A week ago, they lost game one of the Subway Series to the Yankees in a fashion that felt far too familiar, a ruinous error coupled with a timely hit by the least likely name in the Yankees’ batting order. The loss left them three games under .500, and the biggest question seemed to be whether Jerry Manuel would be gone on the off day between series or if they’d wait until the Phillies were through with them.

“But then,” Manuel said, “we started pitching.”

Actually, they’d already started pitching. On the homestand, Mets starters allowed exactly one run in six games. In the Phillies series, everyone else got into the act, and by the end the Phillies couldn’t run to the airport fast enough to get away from Citi Field.

Even the most rabid Mets fan knows that the Phillies aren’t going to look like this forever.

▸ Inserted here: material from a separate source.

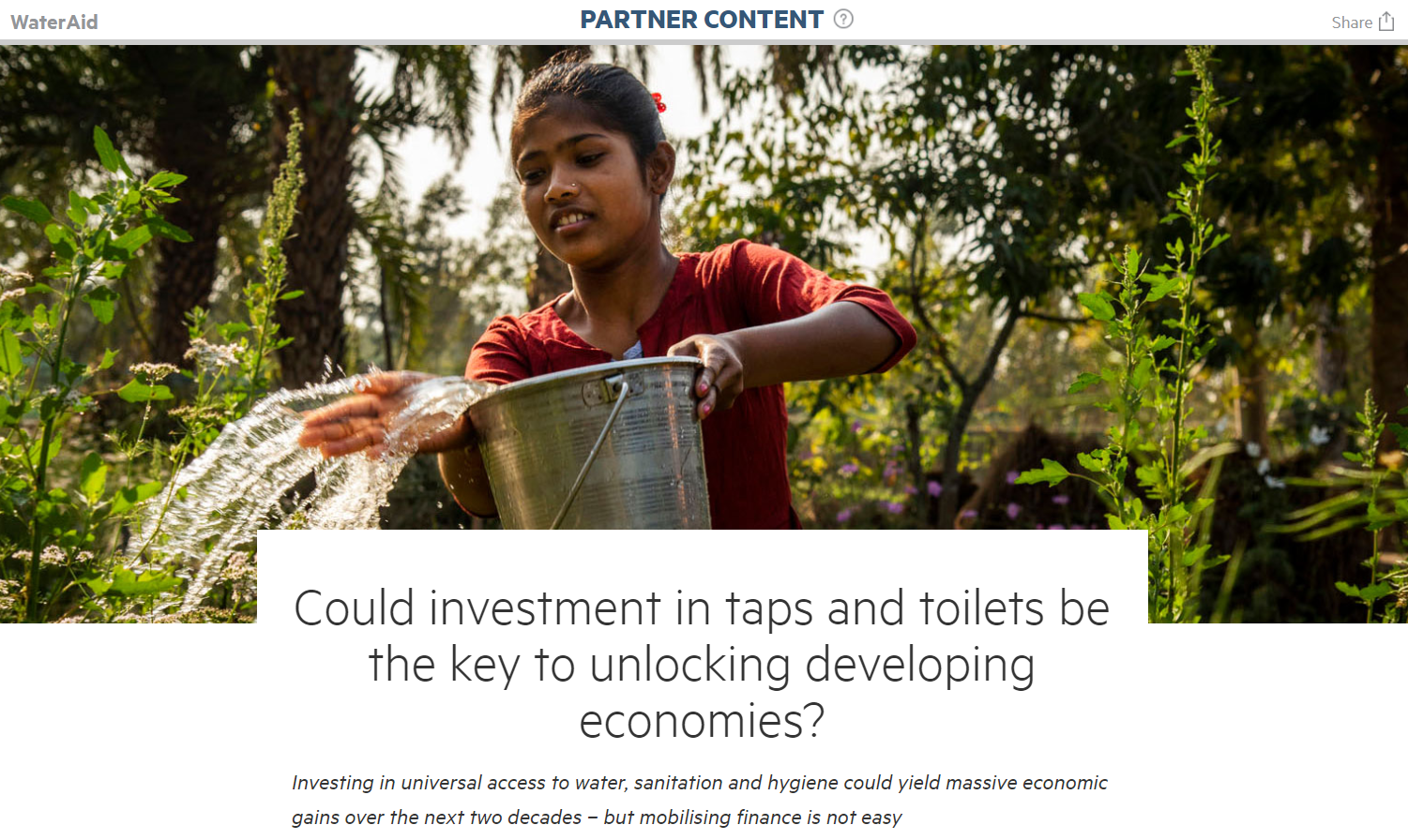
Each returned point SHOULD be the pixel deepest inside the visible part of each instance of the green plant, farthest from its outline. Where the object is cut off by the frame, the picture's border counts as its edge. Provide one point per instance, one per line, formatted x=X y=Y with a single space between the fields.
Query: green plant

But it was a hell of a lot of fun while it lasted.

“I’ll be honest,” Francoeur said. “By the end, we all wanted the shutout.”

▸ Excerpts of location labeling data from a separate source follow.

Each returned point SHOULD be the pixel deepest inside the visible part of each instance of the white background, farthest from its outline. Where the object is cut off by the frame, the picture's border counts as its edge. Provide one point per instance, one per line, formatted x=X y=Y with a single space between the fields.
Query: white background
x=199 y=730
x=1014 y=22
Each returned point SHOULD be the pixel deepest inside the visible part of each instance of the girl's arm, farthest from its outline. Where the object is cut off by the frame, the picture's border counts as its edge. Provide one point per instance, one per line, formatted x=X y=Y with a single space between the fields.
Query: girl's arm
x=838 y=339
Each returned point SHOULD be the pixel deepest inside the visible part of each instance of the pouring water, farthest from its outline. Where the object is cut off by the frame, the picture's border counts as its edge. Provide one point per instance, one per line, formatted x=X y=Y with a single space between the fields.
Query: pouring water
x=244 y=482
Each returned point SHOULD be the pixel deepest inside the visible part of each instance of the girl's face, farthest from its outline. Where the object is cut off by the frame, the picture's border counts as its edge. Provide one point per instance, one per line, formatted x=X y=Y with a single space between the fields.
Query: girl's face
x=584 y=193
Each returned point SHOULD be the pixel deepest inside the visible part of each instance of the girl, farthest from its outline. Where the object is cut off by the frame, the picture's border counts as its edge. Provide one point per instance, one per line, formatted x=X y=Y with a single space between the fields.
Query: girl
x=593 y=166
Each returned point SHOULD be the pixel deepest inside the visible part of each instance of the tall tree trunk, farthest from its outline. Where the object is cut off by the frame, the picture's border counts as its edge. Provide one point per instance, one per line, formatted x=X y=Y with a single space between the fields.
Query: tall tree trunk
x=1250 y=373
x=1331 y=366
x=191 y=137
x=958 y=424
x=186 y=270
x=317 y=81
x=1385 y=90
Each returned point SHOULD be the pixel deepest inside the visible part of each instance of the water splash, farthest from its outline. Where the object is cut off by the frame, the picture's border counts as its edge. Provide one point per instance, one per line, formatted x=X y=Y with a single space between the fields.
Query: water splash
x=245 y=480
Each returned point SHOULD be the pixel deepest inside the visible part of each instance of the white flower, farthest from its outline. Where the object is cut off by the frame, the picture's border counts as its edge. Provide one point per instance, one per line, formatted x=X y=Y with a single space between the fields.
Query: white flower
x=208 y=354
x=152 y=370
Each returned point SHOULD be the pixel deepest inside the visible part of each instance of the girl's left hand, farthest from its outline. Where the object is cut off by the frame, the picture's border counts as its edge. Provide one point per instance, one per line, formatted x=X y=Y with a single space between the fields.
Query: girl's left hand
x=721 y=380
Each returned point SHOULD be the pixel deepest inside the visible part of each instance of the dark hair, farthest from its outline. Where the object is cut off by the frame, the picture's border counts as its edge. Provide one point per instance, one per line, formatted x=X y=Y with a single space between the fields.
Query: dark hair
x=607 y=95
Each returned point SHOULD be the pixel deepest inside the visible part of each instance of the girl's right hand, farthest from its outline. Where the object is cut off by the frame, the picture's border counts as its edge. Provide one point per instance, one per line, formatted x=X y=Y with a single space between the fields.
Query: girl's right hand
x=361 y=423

Now the Mets have to re-prove themselves, because at some point they are going to have to learn how to win away from these spacious grounds. There’s plenty of magic to be mined here, but if they’re going to keep the window of opportunity from slamming on their fingers they have to start winning in places like Milwaukee and San Diego, too.

They’ve already done the remarkable, slicing five games off the Phillies’ lead in five days. They’ve already done the near impossible, reducing last year’s pennant winners to dust at a time when it seemed their own season was already in ashes. Now they must merely prove they aren’t simply figments of hope and a quirky ballyard.

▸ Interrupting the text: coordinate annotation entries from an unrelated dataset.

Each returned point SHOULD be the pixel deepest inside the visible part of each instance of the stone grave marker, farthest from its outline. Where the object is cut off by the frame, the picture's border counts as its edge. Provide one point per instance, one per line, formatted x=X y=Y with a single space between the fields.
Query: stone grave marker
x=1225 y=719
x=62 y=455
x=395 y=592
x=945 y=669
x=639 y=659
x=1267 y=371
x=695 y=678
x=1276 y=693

“We have to take a little of the magic with us,” Francoeur laughed.

If they do, then we really may have some kind of summer on our hands on both sides of the Triboro. The Yankees may be leaking oil, but they get a batch of winnable games now, most of them at home.

The Mets? If they can replicate what we’ve seen the past week — and the past 22 games at home, in which they’re 17-5 — then maybe the people will keep coming back. And maybe the Mets will figure out a way to bring Cliff Lee here. And maybe . . .

Well, there’s still a lot of season left, a lot of maybes. But the last five games have given the Mets something nobody ever could have reasonably believed they’d get even a week ago.

They get a crack at a summer. They get a crack at a pennant race. They are a baseball team again, and not a traveling circus. It’s up to them how long it stays that way.